- Location: Gachie, Kiambu Disctrict, Kenya Colony
- Date: October 7, 1952; 73 years ago
- Target: Chief Waruhiu
- Deaths: 1
- Perpetrators: Mau Mau rebels

= Assassination of Waruhiu =

1952 murder in Gachie, Kenya

On 7 October 1952, 'Chief Waruhiu (a senior tribal chief of the Kikuyu people) was murdered near Gachie, seven miles from Nairobi.

Waruhiu was a notable loyalist to the British administration in Kenya. He had grown up in poverty in a family of tenant farmers, and had survived the 1899 famine in Kenya with the help of the Gospel Missionary Society (GMS), an American Baptist society which had a mission in Kambui. Baptised by the Rev Willian Knapp (a Baptist minister born in Connecticut) in 1913, Waruhiu was a devout Christian (for instance refusing to eat meat slaughtered in accordance with Kikuyu custom) and became increasingly prominent in his locality. By 1922, he had been appointed as chief of the Ruiru location, a role in which he remained until his death. He concurrently acted as chief of the Githunguri division from 1930, and as chief of the Kiambu district from 1951 (in each case also until his death). Waruhiu was highly thought of by the colonial administration; in 1927 he was described by the British District Commissioner as "probably the most reliable official headman I have, as regards carrying out his duties", whilst another Commissioner noted in 1943 that Waruhiu was "serious-minded and sound in his ideas [...] executively outstandingly efficient". Waruhiu received a number of awards for his service, ultimately including the MBE, and was considered thoroughly loyal to the British authorities.

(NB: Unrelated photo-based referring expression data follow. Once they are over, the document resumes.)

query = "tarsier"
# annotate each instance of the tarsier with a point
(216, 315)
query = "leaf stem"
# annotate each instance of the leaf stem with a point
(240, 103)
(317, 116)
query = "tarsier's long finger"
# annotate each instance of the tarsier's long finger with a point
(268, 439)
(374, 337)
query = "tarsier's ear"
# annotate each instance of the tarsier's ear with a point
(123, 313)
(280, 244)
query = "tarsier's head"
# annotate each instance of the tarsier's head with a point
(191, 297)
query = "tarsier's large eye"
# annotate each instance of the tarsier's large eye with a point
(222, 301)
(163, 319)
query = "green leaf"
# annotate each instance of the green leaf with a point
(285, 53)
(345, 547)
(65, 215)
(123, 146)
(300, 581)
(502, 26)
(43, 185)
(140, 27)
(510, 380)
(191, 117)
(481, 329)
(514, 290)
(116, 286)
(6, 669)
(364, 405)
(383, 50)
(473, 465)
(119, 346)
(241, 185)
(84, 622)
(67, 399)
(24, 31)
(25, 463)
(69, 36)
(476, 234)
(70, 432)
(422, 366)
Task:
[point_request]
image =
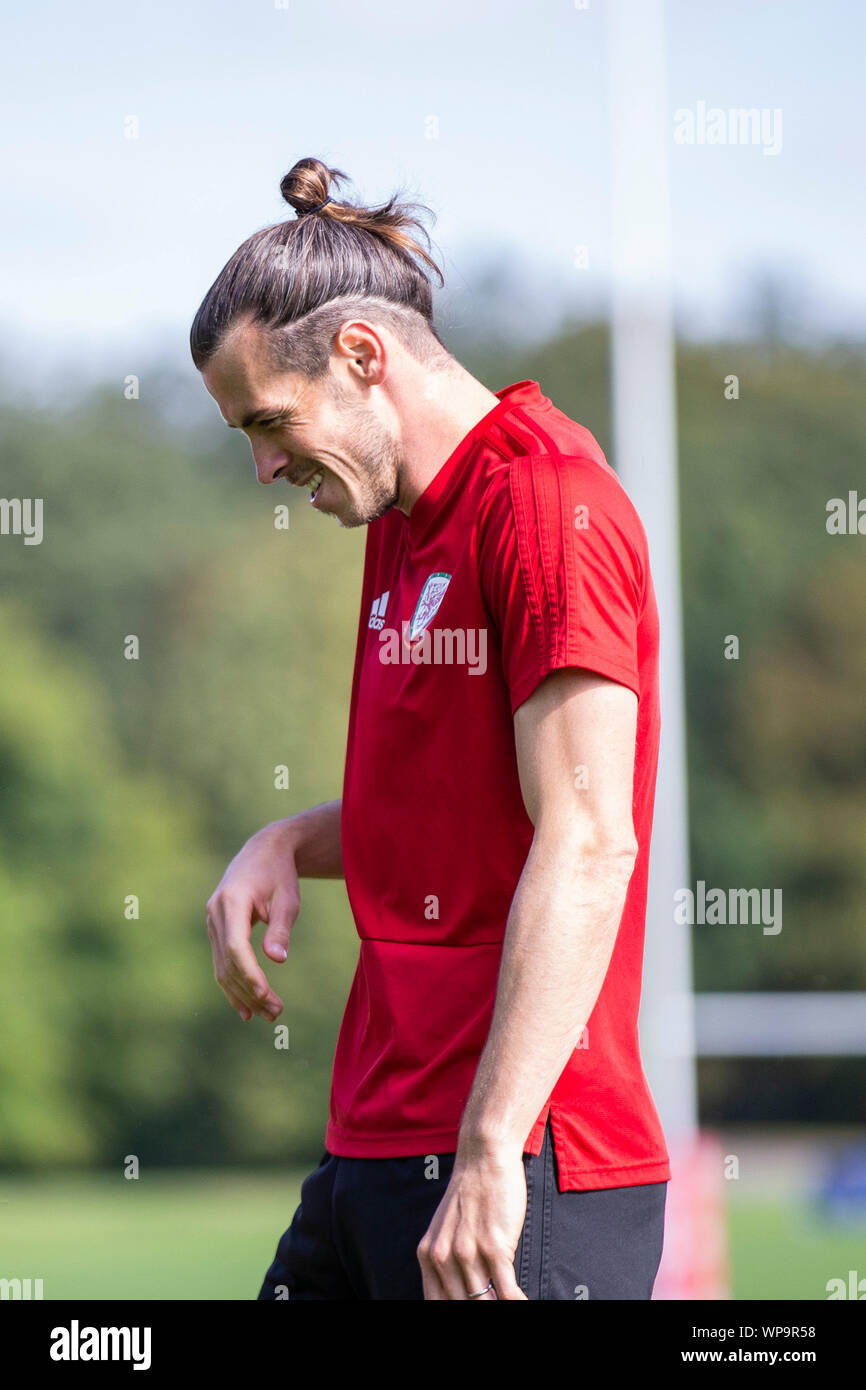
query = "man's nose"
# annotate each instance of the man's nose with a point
(268, 462)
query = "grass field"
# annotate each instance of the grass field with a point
(206, 1235)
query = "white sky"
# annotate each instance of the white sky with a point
(109, 243)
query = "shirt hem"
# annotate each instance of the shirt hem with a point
(445, 1141)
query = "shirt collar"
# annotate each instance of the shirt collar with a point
(430, 501)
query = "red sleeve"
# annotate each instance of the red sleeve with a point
(562, 560)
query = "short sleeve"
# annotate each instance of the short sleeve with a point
(562, 565)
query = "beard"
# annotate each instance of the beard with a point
(377, 456)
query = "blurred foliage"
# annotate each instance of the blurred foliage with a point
(145, 776)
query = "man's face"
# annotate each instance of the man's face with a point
(312, 432)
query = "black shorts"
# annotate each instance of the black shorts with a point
(360, 1219)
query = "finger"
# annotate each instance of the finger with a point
(281, 916)
(505, 1279)
(433, 1285)
(476, 1276)
(238, 1005)
(245, 977)
(449, 1276)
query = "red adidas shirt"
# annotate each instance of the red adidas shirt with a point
(523, 555)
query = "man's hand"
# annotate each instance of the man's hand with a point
(260, 884)
(474, 1233)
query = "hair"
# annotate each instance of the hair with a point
(302, 278)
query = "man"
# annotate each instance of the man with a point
(491, 1130)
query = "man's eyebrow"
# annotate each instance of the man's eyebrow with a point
(257, 416)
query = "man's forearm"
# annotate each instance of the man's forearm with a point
(558, 945)
(314, 838)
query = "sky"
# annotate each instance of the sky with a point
(492, 114)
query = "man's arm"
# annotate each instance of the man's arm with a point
(576, 742)
(260, 884)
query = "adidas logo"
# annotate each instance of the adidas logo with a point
(377, 612)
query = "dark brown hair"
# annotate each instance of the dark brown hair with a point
(303, 277)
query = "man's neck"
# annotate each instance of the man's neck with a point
(451, 403)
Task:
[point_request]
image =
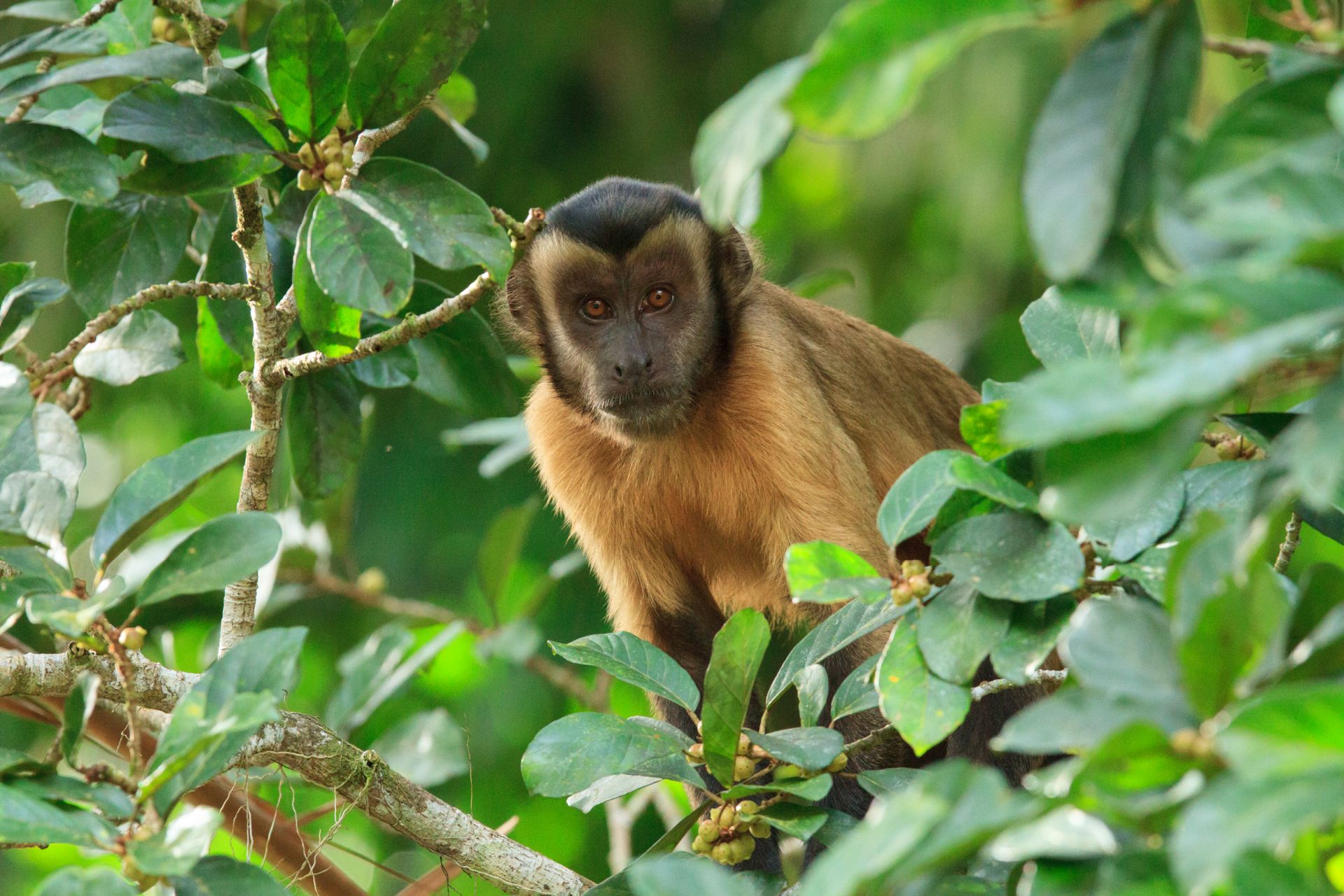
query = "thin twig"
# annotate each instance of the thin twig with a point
(1292, 536)
(41, 371)
(413, 327)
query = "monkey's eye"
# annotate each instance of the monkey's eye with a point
(657, 298)
(594, 309)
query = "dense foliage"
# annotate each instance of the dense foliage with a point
(1135, 505)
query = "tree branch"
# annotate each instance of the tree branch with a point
(316, 752)
(39, 371)
(413, 327)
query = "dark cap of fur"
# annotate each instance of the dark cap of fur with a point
(615, 214)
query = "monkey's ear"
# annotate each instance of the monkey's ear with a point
(736, 261)
(519, 309)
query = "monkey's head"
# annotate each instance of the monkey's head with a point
(628, 298)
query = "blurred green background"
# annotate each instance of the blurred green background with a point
(926, 219)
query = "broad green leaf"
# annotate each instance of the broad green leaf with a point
(1236, 814)
(332, 330)
(857, 692)
(308, 67)
(356, 260)
(824, 573)
(734, 662)
(1082, 399)
(156, 488)
(141, 344)
(227, 548)
(80, 706)
(428, 747)
(1015, 556)
(1078, 147)
(921, 706)
(958, 630)
(577, 750)
(20, 307)
(120, 248)
(45, 163)
(813, 688)
(916, 498)
(220, 713)
(225, 876)
(85, 881)
(636, 662)
(839, 630)
(58, 39)
(870, 65)
(1287, 731)
(739, 139)
(414, 50)
(432, 216)
(811, 789)
(1062, 331)
(183, 127)
(160, 61)
(175, 849)
(27, 820)
(809, 748)
(323, 426)
(1031, 637)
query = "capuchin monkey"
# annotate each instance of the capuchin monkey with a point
(694, 421)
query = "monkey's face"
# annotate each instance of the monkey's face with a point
(626, 339)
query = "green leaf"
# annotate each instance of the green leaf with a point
(1079, 144)
(414, 50)
(870, 65)
(356, 260)
(811, 789)
(58, 39)
(183, 127)
(175, 849)
(1031, 637)
(734, 662)
(118, 250)
(225, 876)
(958, 630)
(80, 704)
(226, 550)
(428, 747)
(1234, 814)
(160, 61)
(323, 425)
(141, 344)
(839, 630)
(220, 713)
(739, 139)
(20, 307)
(156, 488)
(1015, 556)
(635, 662)
(1060, 331)
(580, 748)
(308, 67)
(85, 881)
(824, 573)
(45, 163)
(857, 692)
(432, 216)
(809, 748)
(332, 330)
(923, 707)
(27, 820)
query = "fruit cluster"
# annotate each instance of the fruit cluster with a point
(911, 584)
(729, 832)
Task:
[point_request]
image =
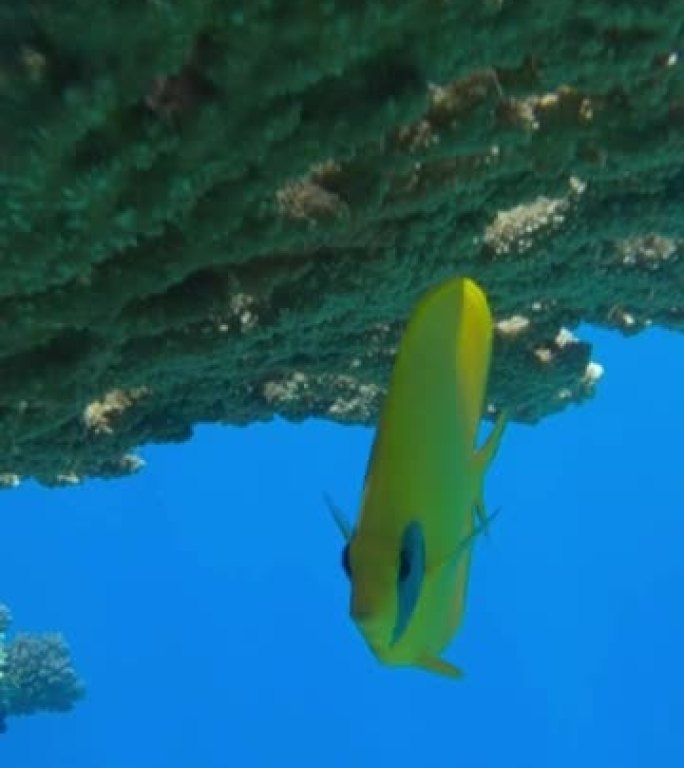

On 7 October 1952, near the town of Gachie, a location seven miles outside Nairobi, Waruhiu's car was stopped by three gunmen who shot him at point blank range. Waruhiu had publicly condemned the Mau Mau movement shortly before his death; Mau Mau had become increasingly notorious for violent murders of British colonists and loyalist Africans over the previous years. The authorities captured and tried 14 suspects for Waruhiu's murder, the majority affiliated in some way with Mau Mau. Of the fifteen, five were discharged by the magistrate for lack of evidence; three of the remaining nine were tried at the Supreme Court for Waruhiu's murder, and the remaining six for conspiracy to commit murder. The six who had been charged with conspiracy were all set free after the judge ruled that the sole prosecution witness was unreliable (though they were subsequently detained under the Emergency Regulations then in force across the colony as a result of Mau Mau). Of the three men charged with Waruhiu's murder, one was released whilst the remaining two (Gathuku wa Migwe and Waweru wa Kamundia) were found guilty and sentenced to death. Both men had confessed to the killing, though they later alleged that the confessions had been procured through torture.

At Waruhiu's funeral, mourners included the chief's family, various Kenyan leaders, thousands of Kikuyu tribesmen, and a number of dignitaries from the colonial administration. Governor Evelyn Baring called him "a great man, a great African and a great citizen of Kenya, who met his death in the service of his own people and his Government."